Некоторое время стояли молча. Блуд окинул взглядом своего бывшего закупа: «Отрок, ягненок нелизанный, но взгляд острый и губы сжаты, чело высокое, чистое, княжеское чело, синяя рубаха с медными позеленевшими пуговицами подпоясана веревочкой, на ней мусат.[41]
За сапогом нож торчит… брр…»– Добро здравствовать, сотский, – поклонился Блуд, пряча глаза.
– И тебе здорово, вельможа, – отвечал Доброгаст сдержанно, – садись, что ли, я тоже посижу. Было время, настоялся перед тобой.
Он обхватил колено руками, откинулся назад, вспомнилось все в мельчайших подробностях: и смута на Гнилых водах, и покои княгини, и Судислава…
– Времена меняются, – зачастил Блуд, усаживаясь, – сидит на веточке червяк, гадкий он… листочки гложет… глазом моргнуть не успел – уже мотылек полетел, кафтан на нем золотой, в разводах, глаз радует… Вот мы и свиделись. Могли бы и раньше свидеться, да ты не хотел того.
Он хитровато подмигнул Доброгасту.
– Зачем я тебе? – ничуть не смутившись, спросил Доброгаст. – Или за задатком пришел, старую клячу требовать?
Вельможа приложил палец к губам.
– Чш… не за этим пришел я, сотский… когда разбогатеешь, отдашь задаток!
– Долго ждать, вельможа, – ухмыльнулся Доброгаст.

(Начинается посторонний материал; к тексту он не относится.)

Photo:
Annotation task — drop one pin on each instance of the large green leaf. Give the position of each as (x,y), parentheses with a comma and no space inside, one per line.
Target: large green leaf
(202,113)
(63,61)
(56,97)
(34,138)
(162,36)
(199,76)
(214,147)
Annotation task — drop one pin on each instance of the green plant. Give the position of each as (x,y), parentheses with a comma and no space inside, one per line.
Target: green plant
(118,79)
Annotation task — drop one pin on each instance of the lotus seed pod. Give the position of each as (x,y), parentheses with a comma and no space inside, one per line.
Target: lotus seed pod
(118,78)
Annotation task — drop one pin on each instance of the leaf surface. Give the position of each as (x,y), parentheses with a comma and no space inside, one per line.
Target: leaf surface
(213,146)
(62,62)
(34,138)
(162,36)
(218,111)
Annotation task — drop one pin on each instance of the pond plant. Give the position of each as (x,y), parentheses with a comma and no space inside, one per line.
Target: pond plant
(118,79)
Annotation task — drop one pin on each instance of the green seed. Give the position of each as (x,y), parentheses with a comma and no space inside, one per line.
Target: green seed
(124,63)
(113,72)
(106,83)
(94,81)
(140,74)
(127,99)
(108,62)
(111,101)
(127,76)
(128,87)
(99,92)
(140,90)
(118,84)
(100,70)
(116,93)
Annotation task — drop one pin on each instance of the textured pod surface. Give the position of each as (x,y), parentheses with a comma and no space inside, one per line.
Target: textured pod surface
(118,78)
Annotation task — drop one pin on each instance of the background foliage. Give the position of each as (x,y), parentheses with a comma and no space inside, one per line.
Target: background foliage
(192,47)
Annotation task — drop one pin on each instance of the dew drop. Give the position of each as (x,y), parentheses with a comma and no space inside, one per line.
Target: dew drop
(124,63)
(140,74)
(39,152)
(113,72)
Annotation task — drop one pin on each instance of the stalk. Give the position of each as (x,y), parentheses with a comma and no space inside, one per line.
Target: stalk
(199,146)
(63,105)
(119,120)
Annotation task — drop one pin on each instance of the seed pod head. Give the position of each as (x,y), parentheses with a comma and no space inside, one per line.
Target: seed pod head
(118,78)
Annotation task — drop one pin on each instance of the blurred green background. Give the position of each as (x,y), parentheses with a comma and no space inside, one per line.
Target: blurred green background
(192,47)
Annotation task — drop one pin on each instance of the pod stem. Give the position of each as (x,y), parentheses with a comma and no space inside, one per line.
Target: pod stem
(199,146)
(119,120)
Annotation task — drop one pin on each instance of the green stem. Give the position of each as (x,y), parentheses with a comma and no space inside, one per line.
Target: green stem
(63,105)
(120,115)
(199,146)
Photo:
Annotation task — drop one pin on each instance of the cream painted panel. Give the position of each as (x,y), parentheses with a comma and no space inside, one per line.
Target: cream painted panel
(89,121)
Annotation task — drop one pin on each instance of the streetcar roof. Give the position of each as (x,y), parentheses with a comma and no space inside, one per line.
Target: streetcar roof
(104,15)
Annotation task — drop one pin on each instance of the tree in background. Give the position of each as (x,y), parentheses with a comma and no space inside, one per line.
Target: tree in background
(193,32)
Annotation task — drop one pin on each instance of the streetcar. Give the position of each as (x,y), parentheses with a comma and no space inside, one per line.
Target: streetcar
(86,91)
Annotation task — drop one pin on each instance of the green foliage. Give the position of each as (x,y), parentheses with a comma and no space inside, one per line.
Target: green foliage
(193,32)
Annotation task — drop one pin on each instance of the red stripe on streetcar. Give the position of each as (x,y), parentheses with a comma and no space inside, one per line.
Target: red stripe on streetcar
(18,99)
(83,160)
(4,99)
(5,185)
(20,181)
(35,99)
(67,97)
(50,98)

– Погоди, погоди… важное дело! – придвинулся Блуд, зашептал: – Ты будешь богат! У тебя будет своя изба, двор свой… а на нем свиньи, коровы, гуси белые.
Грязные ручейки сбегали по его лицу, шапка сбилась набок, смешно топорщился передник на брюхе.
– Ты будешь с нами, со мной и княгиней. Мы дадим тебе знак – и ты выступишь. Я прощу тебя, а Святослав сделает тебя тысяцким…
Блуд решил высказаться напрямик, но это давалось ему не без усилий над собой.
– Оружия! – перебил Доброгаст. – Мечи, копья, щиты! И хлеба!
Блуд даже подпрыгнул от неожиданности, заморгал глазами, засопел носом, перед мысленным взором встала картина, которая не раз снилась ему по ночам – разгневанный люд подошел к самому крыльцу и кричит: «Оружия нам!» Это было весной… перед крыльцом лежали трупы убитых.
Пот прошиб Блуда.
– Прощения твоего мне не надо, – продолжал Доброгаст, – чин отдайте другому, кому охота измываться над смердом, а богатство… Пусть княгиня обещает вольности киянам и переменит уставы по всей земле!
Доброгаст замолчал, молчал и Блуд, собираясь с мыслями, он никак не ожидал подобных требований.
– Острога она сподручна… – донесся приглушенный голос, – да из тела назад нейдет…
Затрещал хворост под чьими-то тяжелыми шагами, просунулась голова в шляпе из прутьев, глаза, как цвет белены – на белках лиловые жилки, ядовитые глаза. Блуда даже в холод бросило.
– А-а, – протянул незнакомец, – я погодя загляну. – И исчез.
– Согласен, вельможа?
– Согласен, сотский, – поспешно ответил Блуд. «Напишем им грамоту, а там придет Святослав!» – мелькнула блудливая мысль.
– Не называй меня сотским, вельможа!
– Нет, погоди… ты завтра наденешь кафтан и проникнешь в гридницу… там будет пир… Златолист задает. Проникнешь и потолкуешь с именитыми… Как-никак ты гонец от великого князя. Тебе поверят. Скажи им – Святослав, мол, скоро вернется… Сослужи службу.
– Тебе? Никогда!
– Не мне, нет! Киянам. Да, чуть было не запамятовал, – спохватился вельможа, – Судислава кланяется тебе.
Доброгаст вздрогнул. «Нет, нет, – сказал себе – никогда не бывать этому…»
Но робкая надежда родилась в душе и невозможно было ее подавить.
Совещались до позднего вечера и до позднего вечера вельможа слышал, как бродили кругом чуждые ему, злые люди. Выламывали палки, насаживали на них ножи, обжигали крепкие колья в кострах.
ПИР ГОРОЙ
Слава великому князю Русской земли! – протянулись отовсюду чеканные братины, вознеслись над головами, прогремели и опрокинулись.
Слава наряднику Киевского стола!
Выплыли из дверей лебеди в перьях, на серебряных блюдах.
– Слава Златолисту! – в третий раз грянул хор охрипших голосов, и вслед за тем усердно задвигались кадыки.